Di bulan Desember, tepatnya tanggal 9 Desember, seluruh warga dunia selalu merayakan hari anti korupsi.
Namun sayangnya, Indonesia sepertinya tidak mengenal perayaan itu. Di
sini, 364 dalam setahun adalah hari biasa, dimana korupsi pun akan tetap
berjalan sebagaimana biasanya. Korupsi tetap akan terus merajalela dan
semakin menggila. Bisa jadi, di Indonesia “hari anti korupsi” itu masih tidak lazim. Justru yang lazin dan lumrah adalah “hari korupsi”
karena itulah yang terjadi setiap harinya. Kebiasaan yang membudaya.
Budaya korup yang terbiasakan. Saking sangat biasanya, orang tidak tahu
malu lagi melakukannya.
Di Indonesia ini,
semua barang dan jasa bisa dikorupsi. Apapun itu bisa diduitin. Bahkan
ada yang sampai kehilangan akal sehat sehingga pengadaan Alquran pun
dikorupsi, belum lagi baju muslim hingga pengadaan sarung yang sempat
mencuat kepermukaan dan menghebohkan itu. Di sini juga penjahat kerah
putih dengan teganya mengorupsi sumbangan bencana alam, uang bantuan
tunai, hingga kepada batuan untuk sekolah-sekolah.
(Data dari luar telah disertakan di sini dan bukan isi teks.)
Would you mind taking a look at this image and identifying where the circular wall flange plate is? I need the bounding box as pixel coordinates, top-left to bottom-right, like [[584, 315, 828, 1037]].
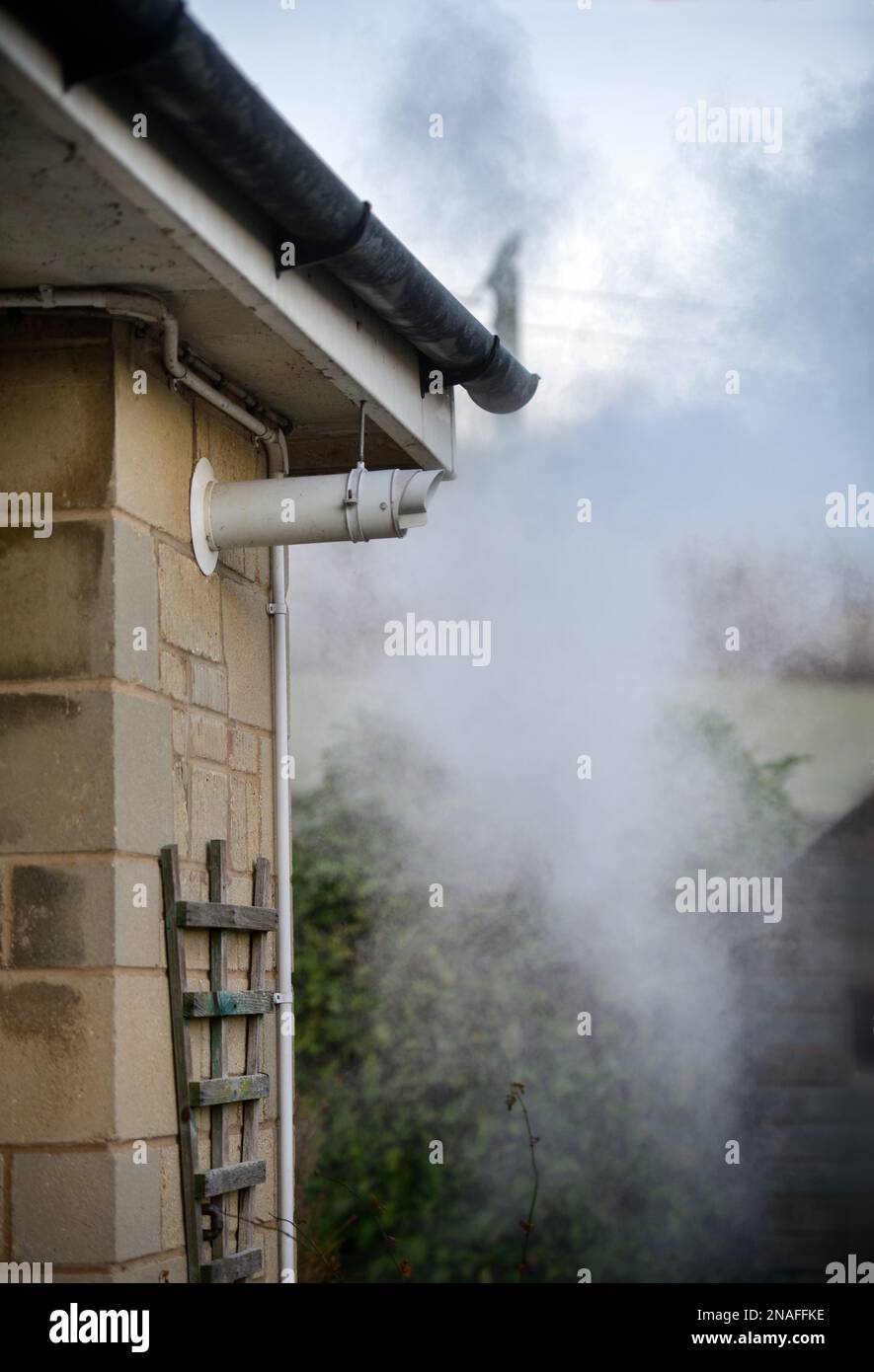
[[188, 457, 218, 576]]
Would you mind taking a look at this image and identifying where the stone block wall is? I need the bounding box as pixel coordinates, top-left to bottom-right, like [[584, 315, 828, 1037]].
[[0, 314, 278, 1283]]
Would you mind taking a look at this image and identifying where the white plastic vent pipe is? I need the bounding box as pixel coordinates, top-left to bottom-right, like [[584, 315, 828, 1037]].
[[191, 458, 443, 574]]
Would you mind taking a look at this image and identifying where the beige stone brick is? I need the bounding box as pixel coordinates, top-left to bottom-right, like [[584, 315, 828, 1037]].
[[191, 711, 228, 763], [10, 859, 162, 968], [0, 971, 113, 1144], [258, 738, 276, 870], [113, 520, 161, 690], [191, 661, 228, 715], [113, 858, 167, 967], [161, 1144, 186, 1249], [67, 1254, 188, 1285], [158, 543, 221, 662], [116, 332, 194, 542], [0, 520, 158, 687], [13, 1148, 161, 1265], [113, 693, 173, 854], [11, 863, 114, 968], [222, 577, 272, 728], [173, 710, 188, 757], [195, 401, 258, 482], [246, 548, 271, 586], [113, 1140, 165, 1262], [173, 761, 191, 858], [161, 648, 188, 701], [13, 1150, 116, 1263], [113, 971, 177, 1141], [229, 724, 258, 773], [191, 764, 228, 862], [0, 692, 114, 852], [0, 518, 113, 680], [229, 775, 261, 873], [0, 316, 114, 510]]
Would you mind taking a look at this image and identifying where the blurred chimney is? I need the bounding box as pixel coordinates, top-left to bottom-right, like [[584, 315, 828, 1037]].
[[486, 233, 521, 355]]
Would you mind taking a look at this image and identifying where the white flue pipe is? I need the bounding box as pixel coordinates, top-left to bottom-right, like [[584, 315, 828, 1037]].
[[203, 467, 443, 550]]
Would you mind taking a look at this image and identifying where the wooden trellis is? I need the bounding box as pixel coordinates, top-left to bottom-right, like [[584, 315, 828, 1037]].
[[161, 838, 278, 1283]]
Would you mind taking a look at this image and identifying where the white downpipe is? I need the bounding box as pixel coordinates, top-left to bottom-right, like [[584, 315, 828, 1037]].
[[268, 430, 296, 1281]]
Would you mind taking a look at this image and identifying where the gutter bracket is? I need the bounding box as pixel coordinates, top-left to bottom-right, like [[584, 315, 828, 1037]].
[[273, 200, 372, 277], [419, 334, 501, 395]]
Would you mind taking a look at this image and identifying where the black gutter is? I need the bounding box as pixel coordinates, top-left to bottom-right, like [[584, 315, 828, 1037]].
[[3, 0, 539, 415]]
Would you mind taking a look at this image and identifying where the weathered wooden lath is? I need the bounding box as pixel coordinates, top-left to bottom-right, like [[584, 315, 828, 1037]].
[[161, 838, 278, 1283]]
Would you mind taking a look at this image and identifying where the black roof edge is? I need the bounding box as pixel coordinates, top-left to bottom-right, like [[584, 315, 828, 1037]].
[[0, 0, 539, 415]]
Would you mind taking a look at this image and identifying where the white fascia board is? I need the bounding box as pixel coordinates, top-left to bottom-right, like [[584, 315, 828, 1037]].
[[0, 14, 455, 474]]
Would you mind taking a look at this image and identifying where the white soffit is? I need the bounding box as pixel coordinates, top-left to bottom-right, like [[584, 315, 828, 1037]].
[[0, 15, 454, 472]]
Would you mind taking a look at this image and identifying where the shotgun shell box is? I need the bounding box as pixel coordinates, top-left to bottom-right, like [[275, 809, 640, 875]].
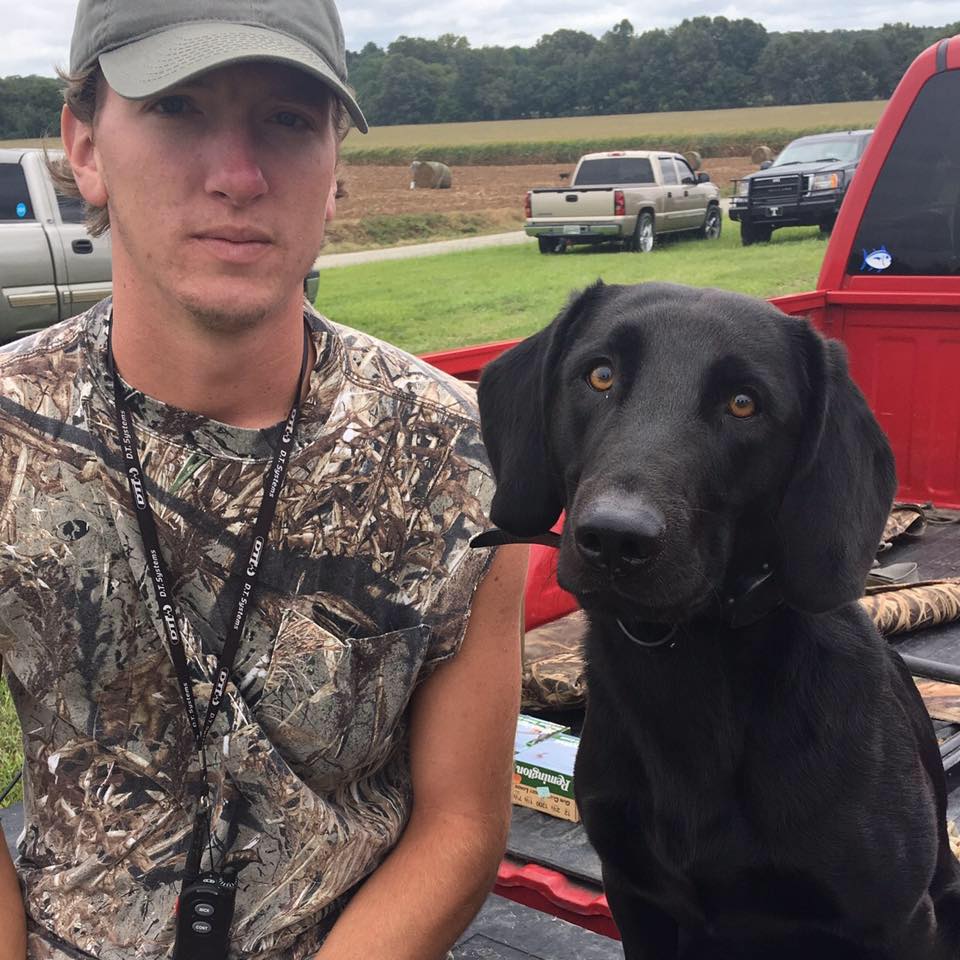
[[513, 733, 580, 823]]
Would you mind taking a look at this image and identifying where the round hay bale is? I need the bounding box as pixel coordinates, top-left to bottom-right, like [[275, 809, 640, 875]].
[[410, 160, 453, 190]]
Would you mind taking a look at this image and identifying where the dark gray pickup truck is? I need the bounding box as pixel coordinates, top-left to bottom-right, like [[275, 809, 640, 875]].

Jerat korupsi ada
dimana-mana dan sampai ke mana-mana.
Rakyat yang Marah
Makanya, wajarlah kita
melihat rakyat yang marah dan kesal. Setiap saat ada rakyat yang marah.
Rakyat menjadi begitu marahnya melihat para pejabat korup kelas kakap
pun yang kelas teri masih tetap berseliweran dengan bebasnya, sambil
menaiki mobil mewah, dan tinggal di istana yang dibangun mungkin dari
uang hasil korupsinya itu. Sementara itu di banyak tempat, masih begitu
banyak bangunan sekolah yang nyaris roboh. Anak-anak SD harus
menyeberangi jembatan yang hampir putus untuk dapat sampai di
sekolahnya. Tak sedikit yang mesti makan hanya beralaskan daun pisang,
dan yang tidurnya hanya dilapisi kertas koran bekas. Apakah ini adalah
perwujudan dari salah satu sila Pancasila yang kita hormati dan agungkan
itu: Yakni, Keadilan sosial bagi seluruh rakyat Indonesia?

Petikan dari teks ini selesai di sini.